Jordi Figuerola E-mail: jordi@ebd.csic.es

Abstract

  • 1In addition to genetic drift, both natural and sexual selection may be responsible for interspecific differences in male and female size and coloration. Comparative methods were used to analyse the patterns of dimorphism in the Anseriformes (wildfowl) in relation to mating patterns, nest placement, insularity and number of closely related, sympatric species.
  • 2The following predictions were tested about the evolution of dimorphism: (a) that evolutionary changes are more common in male than in female coloration; (b) that the intensity of sexual selection is correlated with the evolution of bright coloration and sexual dimorphism; (c) that the nature of nest sites influences the evolution of bright coloration in females via its effect on predation risk, and the extent of size dimorphism via the limits to the size of females using cavities; (d) that insular species show more size dimorphism and less colour dimorphism than mainland species; and (e) that sexual dichromatism is more common in species living in sympatry with a larger number of similar species.

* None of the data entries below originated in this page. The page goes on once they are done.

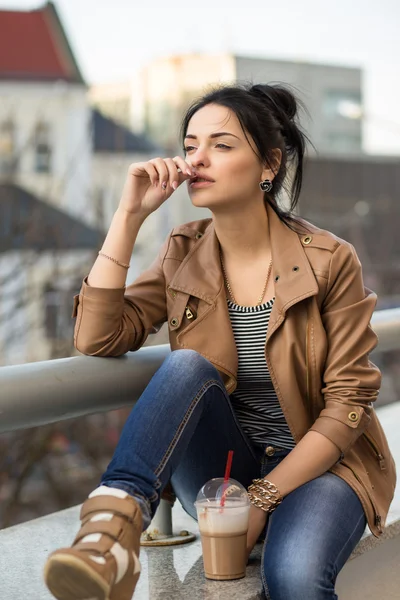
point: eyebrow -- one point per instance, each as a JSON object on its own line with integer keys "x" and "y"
{"x": 212, "y": 136}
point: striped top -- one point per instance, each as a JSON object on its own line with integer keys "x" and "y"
{"x": 254, "y": 401}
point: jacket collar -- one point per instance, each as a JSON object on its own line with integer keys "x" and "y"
{"x": 200, "y": 273}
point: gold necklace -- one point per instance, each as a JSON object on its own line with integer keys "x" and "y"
{"x": 228, "y": 285}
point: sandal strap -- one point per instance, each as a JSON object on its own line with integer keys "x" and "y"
{"x": 102, "y": 547}
{"x": 124, "y": 507}
{"x": 111, "y": 528}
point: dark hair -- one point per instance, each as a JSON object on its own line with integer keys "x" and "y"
{"x": 269, "y": 113}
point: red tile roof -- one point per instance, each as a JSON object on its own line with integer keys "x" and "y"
{"x": 34, "y": 46}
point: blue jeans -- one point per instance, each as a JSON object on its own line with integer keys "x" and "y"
{"x": 181, "y": 430}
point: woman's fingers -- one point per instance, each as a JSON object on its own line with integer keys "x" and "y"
{"x": 184, "y": 169}
{"x": 152, "y": 172}
{"x": 162, "y": 171}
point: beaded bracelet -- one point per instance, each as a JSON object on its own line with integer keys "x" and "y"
{"x": 114, "y": 260}
{"x": 264, "y": 494}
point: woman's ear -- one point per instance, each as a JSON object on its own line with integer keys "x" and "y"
{"x": 271, "y": 170}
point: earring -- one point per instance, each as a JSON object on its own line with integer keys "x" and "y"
{"x": 266, "y": 185}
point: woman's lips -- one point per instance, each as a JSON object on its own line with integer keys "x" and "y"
{"x": 200, "y": 183}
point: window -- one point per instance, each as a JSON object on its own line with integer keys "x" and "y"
{"x": 42, "y": 148}
{"x": 7, "y": 147}
{"x": 344, "y": 104}
{"x": 58, "y": 309}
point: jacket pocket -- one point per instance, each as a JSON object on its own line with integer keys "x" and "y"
{"x": 377, "y": 516}
{"x": 376, "y": 451}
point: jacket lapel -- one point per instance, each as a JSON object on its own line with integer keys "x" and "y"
{"x": 294, "y": 278}
{"x": 200, "y": 275}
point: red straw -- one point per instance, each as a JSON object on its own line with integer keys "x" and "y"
{"x": 227, "y": 475}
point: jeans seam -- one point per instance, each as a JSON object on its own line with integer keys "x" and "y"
{"x": 263, "y": 578}
{"x": 133, "y": 492}
{"x": 347, "y": 541}
{"x": 183, "y": 422}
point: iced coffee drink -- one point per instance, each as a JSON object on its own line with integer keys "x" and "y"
{"x": 223, "y": 528}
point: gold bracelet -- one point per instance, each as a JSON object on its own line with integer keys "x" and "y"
{"x": 114, "y": 260}
{"x": 264, "y": 494}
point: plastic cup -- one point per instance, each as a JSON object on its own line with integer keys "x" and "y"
{"x": 223, "y": 529}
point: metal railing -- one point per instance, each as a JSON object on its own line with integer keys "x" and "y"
{"x": 39, "y": 393}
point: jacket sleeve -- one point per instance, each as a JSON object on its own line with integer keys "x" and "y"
{"x": 111, "y": 322}
{"x": 351, "y": 382}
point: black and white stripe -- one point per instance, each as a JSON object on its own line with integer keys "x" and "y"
{"x": 254, "y": 401}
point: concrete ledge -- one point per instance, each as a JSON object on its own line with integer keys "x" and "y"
{"x": 371, "y": 573}
{"x": 177, "y": 573}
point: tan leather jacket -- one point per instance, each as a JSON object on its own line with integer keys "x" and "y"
{"x": 317, "y": 345}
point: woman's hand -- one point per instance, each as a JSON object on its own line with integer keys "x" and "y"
{"x": 150, "y": 184}
{"x": 257, "y": 521}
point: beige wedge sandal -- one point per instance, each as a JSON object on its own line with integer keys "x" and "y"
{"x": 106, "y": 565}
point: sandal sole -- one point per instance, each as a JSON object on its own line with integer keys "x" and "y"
{"x": 69, "y": 578}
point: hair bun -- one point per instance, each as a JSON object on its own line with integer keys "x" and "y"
{"x": 281, "y": 100}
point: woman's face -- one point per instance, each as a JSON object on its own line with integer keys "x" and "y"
{"x": 216, "y": 147}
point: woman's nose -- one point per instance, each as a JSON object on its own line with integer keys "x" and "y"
{"x": 199, "y": 158}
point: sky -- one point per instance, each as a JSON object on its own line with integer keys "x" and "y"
{"x": 113, "y": 39}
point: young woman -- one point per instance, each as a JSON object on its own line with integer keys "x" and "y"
{"x": 269, "y": 323}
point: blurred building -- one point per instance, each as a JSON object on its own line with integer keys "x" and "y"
{"x": 115, "y": 147}
{"x": 358, "y": 199}
{"x": 45, "y": 119}
{"x": 156, "y": 99}
{"x": 44, "y": 255}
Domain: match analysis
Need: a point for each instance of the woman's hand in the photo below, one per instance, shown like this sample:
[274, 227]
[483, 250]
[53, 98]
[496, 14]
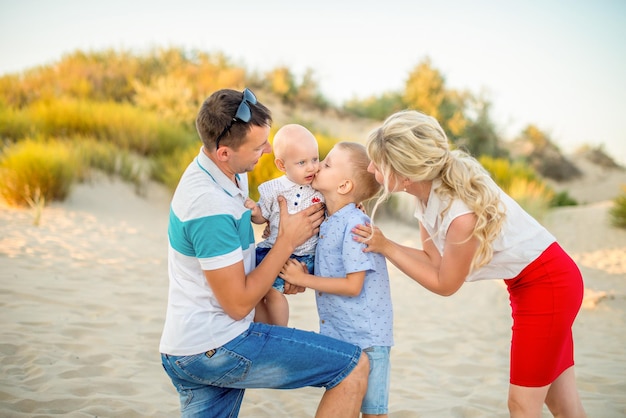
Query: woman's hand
[373, 238]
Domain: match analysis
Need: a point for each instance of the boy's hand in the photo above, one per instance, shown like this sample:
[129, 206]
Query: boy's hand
[298, 227]
[294, 272]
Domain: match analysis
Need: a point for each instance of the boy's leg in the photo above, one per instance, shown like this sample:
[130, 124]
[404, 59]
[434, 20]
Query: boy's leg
[276, 308]
[376, 401]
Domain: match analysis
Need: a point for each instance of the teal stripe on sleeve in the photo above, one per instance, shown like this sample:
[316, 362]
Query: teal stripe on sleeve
[210, 236]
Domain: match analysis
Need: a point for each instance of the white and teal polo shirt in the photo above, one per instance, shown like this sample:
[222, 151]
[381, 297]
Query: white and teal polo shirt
[209, 228]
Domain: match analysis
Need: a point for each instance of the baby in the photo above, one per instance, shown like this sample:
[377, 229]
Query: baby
[297, 155]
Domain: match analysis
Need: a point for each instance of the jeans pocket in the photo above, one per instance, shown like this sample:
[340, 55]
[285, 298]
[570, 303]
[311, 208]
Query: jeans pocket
[224, 368]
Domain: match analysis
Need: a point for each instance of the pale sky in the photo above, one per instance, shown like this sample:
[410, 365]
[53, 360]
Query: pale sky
[558, 64]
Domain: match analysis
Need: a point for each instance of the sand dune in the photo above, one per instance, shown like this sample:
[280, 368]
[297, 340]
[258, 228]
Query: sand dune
[83, 299]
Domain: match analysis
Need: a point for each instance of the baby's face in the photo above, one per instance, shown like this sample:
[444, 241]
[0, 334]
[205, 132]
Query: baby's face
[301, 162]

  • 3Evolutionary changes in plumage brightness were found to be more frequent in males than in females. Changes in mating patterns were significantly correlated with changes in plumage brightness in both males and females and in plumage dichromatism, but not with changes in size dimorphism. Evolutionary transitions from open to hole nesting did not affect plumage dichromatism or size dimorphism. A significant association was detected between insularity and the probability of changes in male brightness, but there was no relationship between insularity and size dimorphism. Sexual dichromatism and bright male (but not female) plumage tend to occur in wildfowl sympatric with a high number of species from the same tribe.
  • 4In conclusion, mating patterns, insularity and sympatry appear to have evolved in correlation with changes in sexual dichromatism and plumage brightness in the Anseriformes, but not with changes in sexual size dimorphism.